Le Temps: Marie fille-mère, Jésus enfant bâtard: quel est l’état de la recherche sur cette question?

Daniel Marguerat: Cette approche n’est pas majoritaire, elle est portée par quelques historiens et théologiens dont je fais partie. Je suis le premier à l’avoir diffusée en français mais c’est le savant juif américain Bruce Chilton qui m’a mis sur la piste de Jésus le bâtard ou mamzer. Les chercheurs du Jésus historique lancent des hypothèses puis doivent les corroborer par des traces documentaires.

Quelles sont-elles ici?

Dans l’Evangile de Marc, les gens de Nazareth disent en désignant Jésus: «N’est-ce pas le fils de Marie?» C’est absolument étonnant. Dans le judaïsme du Ier siècle, il est évident que l’on est le fils de son père. Or les gens de Nazareth connaissent Joseph et Marie, ils ont vu le ventre de Marie s’arrondir, ils ont vu Jésus grandir. «N’est-ce pas le fils de Marie?» veut dire qu’effectivement on connaît sa mère mais pas son père.
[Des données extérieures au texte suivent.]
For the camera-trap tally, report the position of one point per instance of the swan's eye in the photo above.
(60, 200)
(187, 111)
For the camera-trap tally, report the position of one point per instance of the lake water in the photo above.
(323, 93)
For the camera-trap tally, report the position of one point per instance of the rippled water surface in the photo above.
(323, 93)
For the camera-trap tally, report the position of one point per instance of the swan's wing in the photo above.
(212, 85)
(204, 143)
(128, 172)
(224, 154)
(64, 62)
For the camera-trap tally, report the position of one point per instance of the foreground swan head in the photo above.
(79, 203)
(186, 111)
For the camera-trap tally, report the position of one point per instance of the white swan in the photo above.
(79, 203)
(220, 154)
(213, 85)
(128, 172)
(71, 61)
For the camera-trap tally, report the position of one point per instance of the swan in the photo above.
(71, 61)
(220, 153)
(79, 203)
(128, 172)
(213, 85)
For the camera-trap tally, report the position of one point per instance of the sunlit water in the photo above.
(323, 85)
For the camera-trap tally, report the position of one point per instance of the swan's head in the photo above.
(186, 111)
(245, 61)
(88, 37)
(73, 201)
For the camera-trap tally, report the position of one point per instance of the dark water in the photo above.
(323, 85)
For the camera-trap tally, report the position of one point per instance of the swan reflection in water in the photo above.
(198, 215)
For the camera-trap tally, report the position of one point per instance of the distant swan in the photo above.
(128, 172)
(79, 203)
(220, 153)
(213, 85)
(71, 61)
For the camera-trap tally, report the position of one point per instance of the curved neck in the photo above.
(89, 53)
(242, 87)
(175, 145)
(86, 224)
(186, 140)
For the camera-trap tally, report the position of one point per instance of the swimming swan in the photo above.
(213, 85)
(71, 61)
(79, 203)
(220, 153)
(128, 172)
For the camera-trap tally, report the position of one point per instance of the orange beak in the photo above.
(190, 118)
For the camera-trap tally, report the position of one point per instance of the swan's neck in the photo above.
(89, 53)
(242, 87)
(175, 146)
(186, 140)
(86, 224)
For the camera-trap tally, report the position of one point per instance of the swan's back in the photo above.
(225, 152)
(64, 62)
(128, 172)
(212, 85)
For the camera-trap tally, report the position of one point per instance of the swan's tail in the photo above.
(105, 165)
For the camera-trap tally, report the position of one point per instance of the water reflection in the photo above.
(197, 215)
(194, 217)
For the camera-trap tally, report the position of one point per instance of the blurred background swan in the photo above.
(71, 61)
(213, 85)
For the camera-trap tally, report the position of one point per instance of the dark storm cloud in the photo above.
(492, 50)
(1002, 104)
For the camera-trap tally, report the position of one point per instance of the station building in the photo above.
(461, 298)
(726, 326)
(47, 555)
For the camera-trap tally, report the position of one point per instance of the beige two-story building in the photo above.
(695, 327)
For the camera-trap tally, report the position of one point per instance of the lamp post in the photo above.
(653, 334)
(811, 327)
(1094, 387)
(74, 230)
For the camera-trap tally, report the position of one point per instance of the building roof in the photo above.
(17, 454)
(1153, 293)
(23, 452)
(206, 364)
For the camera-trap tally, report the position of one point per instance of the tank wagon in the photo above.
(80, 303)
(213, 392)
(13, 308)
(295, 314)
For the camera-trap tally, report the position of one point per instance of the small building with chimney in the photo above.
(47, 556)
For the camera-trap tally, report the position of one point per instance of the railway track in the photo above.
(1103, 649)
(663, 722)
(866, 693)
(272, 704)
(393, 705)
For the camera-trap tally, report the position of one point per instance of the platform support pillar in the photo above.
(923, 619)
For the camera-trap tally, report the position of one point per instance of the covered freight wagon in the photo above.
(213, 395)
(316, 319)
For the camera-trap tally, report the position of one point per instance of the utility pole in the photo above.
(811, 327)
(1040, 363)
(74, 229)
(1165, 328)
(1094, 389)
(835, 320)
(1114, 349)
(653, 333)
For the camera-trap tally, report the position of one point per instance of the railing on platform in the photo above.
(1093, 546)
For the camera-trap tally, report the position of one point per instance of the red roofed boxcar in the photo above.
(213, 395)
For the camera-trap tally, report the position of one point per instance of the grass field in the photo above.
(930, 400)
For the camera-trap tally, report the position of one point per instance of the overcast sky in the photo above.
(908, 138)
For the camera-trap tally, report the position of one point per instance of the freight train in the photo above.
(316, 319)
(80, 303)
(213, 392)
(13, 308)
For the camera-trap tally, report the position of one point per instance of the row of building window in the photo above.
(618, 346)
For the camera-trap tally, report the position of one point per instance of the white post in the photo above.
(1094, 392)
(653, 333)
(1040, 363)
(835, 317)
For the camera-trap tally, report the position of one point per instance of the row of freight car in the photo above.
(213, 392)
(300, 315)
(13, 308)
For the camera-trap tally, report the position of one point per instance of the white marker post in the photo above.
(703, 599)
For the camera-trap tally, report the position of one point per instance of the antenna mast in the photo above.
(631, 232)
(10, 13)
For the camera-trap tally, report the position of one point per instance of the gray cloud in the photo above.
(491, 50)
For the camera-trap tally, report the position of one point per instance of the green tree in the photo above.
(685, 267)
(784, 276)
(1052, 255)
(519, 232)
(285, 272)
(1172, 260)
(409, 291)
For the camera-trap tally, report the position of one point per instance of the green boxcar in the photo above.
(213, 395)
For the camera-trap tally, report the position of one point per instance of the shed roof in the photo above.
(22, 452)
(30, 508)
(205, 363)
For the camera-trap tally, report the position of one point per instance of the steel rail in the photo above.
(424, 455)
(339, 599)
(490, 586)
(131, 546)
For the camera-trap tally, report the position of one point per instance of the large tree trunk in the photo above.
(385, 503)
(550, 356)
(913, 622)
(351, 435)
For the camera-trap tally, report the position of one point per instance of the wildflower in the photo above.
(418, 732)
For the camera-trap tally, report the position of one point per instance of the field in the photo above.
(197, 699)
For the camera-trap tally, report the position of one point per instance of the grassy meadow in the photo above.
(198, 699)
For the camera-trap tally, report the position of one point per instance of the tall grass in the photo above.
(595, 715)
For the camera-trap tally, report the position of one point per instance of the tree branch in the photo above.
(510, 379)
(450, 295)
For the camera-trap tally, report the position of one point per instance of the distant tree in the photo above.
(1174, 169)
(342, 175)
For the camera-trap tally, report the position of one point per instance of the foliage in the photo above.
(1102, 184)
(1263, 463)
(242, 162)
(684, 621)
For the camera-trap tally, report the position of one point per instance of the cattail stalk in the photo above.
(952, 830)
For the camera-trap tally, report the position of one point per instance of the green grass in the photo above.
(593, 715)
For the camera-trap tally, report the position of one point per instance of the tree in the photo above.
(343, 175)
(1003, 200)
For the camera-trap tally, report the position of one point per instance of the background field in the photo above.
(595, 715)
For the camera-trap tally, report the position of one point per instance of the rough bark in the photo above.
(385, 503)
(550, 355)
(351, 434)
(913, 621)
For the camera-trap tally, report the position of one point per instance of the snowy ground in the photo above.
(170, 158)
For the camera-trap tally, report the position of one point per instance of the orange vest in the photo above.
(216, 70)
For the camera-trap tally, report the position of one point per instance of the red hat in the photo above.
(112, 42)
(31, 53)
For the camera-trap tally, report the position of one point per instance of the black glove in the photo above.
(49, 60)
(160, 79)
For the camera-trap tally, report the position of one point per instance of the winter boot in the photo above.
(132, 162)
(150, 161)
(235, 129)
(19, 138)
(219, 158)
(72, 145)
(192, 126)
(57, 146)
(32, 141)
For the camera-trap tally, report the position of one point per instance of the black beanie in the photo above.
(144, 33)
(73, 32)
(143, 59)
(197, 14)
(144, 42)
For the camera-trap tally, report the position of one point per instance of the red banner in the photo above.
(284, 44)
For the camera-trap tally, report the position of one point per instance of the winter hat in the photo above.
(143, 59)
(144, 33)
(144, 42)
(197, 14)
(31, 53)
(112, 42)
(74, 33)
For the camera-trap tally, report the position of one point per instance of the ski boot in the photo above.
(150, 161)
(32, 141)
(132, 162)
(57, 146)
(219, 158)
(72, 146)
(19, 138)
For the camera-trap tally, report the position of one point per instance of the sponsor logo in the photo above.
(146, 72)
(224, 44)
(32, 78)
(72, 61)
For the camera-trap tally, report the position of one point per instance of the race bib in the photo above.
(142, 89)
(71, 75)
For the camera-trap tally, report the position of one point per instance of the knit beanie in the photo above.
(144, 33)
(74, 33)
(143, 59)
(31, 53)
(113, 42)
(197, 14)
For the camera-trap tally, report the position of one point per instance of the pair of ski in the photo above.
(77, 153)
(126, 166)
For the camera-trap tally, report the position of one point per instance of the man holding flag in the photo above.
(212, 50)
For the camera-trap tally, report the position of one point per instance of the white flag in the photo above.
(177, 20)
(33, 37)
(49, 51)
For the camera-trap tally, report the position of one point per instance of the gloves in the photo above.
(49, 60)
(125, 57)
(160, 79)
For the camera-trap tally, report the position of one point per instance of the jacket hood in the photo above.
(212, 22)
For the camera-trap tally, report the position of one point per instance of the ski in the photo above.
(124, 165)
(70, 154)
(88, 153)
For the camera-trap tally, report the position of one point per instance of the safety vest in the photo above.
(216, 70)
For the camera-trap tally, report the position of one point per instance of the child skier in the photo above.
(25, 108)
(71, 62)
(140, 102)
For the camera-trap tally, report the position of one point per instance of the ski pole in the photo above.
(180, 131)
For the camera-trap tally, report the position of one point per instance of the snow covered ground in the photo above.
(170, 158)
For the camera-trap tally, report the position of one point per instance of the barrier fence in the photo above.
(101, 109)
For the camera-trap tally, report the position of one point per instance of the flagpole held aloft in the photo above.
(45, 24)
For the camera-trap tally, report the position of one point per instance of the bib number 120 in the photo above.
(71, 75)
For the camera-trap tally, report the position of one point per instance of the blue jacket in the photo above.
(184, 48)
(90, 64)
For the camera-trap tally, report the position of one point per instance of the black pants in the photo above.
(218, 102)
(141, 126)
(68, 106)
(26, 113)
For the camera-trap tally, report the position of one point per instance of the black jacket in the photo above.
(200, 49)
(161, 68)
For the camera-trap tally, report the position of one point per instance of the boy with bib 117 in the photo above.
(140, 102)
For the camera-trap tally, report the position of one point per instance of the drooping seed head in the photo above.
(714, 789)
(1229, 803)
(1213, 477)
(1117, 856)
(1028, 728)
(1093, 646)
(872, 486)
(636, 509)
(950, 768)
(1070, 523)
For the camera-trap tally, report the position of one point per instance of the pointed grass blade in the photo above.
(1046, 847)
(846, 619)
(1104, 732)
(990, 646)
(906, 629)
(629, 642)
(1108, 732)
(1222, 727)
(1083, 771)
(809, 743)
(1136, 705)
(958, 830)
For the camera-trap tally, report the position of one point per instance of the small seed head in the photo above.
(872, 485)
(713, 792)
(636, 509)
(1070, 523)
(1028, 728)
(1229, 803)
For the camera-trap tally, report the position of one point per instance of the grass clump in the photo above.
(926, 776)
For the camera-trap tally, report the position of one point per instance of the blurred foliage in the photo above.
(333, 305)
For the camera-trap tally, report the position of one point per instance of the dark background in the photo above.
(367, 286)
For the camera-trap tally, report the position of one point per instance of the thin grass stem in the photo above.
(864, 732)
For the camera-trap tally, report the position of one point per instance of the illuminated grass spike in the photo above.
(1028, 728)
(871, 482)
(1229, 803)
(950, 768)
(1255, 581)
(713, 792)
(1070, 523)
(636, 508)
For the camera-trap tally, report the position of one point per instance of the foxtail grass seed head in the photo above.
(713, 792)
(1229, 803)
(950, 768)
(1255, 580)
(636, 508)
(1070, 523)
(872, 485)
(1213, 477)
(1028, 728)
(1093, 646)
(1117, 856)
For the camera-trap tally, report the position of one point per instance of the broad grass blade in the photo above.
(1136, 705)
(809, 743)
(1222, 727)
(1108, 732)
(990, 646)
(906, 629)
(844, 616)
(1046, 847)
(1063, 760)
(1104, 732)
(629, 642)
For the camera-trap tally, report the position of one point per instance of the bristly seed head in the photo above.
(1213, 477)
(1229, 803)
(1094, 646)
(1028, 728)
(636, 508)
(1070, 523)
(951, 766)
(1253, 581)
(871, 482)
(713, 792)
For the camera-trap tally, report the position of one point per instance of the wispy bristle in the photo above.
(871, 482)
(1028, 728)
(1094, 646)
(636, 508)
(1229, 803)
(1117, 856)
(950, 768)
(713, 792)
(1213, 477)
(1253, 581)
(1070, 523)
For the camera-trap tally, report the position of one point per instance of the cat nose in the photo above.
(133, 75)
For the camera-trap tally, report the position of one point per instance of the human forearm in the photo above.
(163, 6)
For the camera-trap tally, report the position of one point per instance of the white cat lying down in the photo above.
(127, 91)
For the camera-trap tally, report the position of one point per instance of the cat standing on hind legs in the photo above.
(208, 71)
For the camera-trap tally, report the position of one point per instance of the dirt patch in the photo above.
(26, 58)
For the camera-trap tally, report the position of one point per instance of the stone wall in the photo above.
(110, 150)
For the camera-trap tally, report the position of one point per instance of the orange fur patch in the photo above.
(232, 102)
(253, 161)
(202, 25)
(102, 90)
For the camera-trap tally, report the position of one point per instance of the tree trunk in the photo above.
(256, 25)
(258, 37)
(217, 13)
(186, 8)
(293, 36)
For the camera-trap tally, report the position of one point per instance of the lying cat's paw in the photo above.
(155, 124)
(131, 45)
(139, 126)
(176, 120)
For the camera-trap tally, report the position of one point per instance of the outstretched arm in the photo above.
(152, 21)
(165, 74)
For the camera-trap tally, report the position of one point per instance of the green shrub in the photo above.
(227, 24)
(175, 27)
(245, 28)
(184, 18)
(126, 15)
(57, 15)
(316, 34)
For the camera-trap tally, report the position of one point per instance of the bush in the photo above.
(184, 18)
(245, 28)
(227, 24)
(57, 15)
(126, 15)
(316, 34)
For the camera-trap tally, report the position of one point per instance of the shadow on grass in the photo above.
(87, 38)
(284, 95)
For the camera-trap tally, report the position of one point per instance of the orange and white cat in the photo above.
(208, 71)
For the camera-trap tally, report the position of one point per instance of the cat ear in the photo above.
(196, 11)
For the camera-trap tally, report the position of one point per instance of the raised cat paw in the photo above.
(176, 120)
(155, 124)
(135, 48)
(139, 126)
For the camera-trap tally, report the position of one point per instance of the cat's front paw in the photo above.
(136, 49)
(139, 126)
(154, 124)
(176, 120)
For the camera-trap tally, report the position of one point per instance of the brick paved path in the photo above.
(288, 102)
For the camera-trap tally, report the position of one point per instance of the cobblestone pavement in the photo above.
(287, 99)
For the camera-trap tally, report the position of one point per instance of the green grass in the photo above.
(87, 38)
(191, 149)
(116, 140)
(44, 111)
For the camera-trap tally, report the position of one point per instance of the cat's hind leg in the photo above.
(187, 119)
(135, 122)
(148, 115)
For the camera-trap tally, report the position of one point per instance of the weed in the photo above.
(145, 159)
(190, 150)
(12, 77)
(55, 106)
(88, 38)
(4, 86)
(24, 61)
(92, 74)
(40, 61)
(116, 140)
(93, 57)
La deuxième trace documentaire se trouve dans l’Evangile de Jean, 8,41. Les Juifs disent à Jésus qu’ils ne connaissent pas son père et que «Nous ne sommes pas, nous, nés de la prostitution!» De ces deux traces, je déduis à titre d’hypothèse que, déjà du temps de Jésus, sa naissance était questionnée. Et qu’il était incapable de prouver la légalité de sa naissance. Pour cela, il a dû être ostracisé.

Lire aussi: «Le Bâtard de Nazareth»: un Jésus humain, si humain

D’où vient cette idée de Marie séduite ou violée par un officier romain, que reprend Metin Arditi?

C’est une lecture polémique juive très ancienne qui s’est déposée à partir du IIe siècle dans une tradition que l’on appelle les Toledot Yeshu et qui raille la lecture chrétienne d’une naissance virginale.

Metin Arditi fait de Marie Madeleine, ou Marie de Magdala, sa compagne et de Judas son disciple préféré. Qu’en pensez-vous?

Etonnamment, Metin Arditi a rejoint des fantaisies romanesques déjà apparues au IIe siècle. Dans des communautés marginales, on trouve deux Evangiles apocryphes qui n’ont pas été retenus par l’Eglise. Il s’agit de l’Evangile de Marie et de l’Evangile de Judas. Dans l’Evangile de Marie, Marie de Magdala est la confidente particulière et intime de Jésus et Jésus lui confie à l’oreille son enseignement. C’est un Evangile très important parce qu’il fait de Marie de Magdala la figure emblématique, la sainte de ces communautés marginales qui ont disparu. Cela dit aussi l’importance du rôle de la femme dans les communautés chrétiennes aux origines.

Et l’Evangile de Judas?

On en connaissait l’existence mais le texte n’a été découvert qu’en 2006. Dans cet Evangile, Judas est le disciple préféré de Jésus. Il est chargé par Jésus de le livrer aux Juifs pour qu’il meure et qu’il devienne le Sauveur des Hommes en montant au ciel. Metin Arditi pousse encore plus loin le personnage de Judas en en faisant le chargé de communication de Jésus! Mais il rejoint ces deux Evangiles, qui sont des romans sans aucune prétention historique.


Histoire. Daniel Marguerat, «Vie et destin de Jésus de Nazareth», Points, 420 p.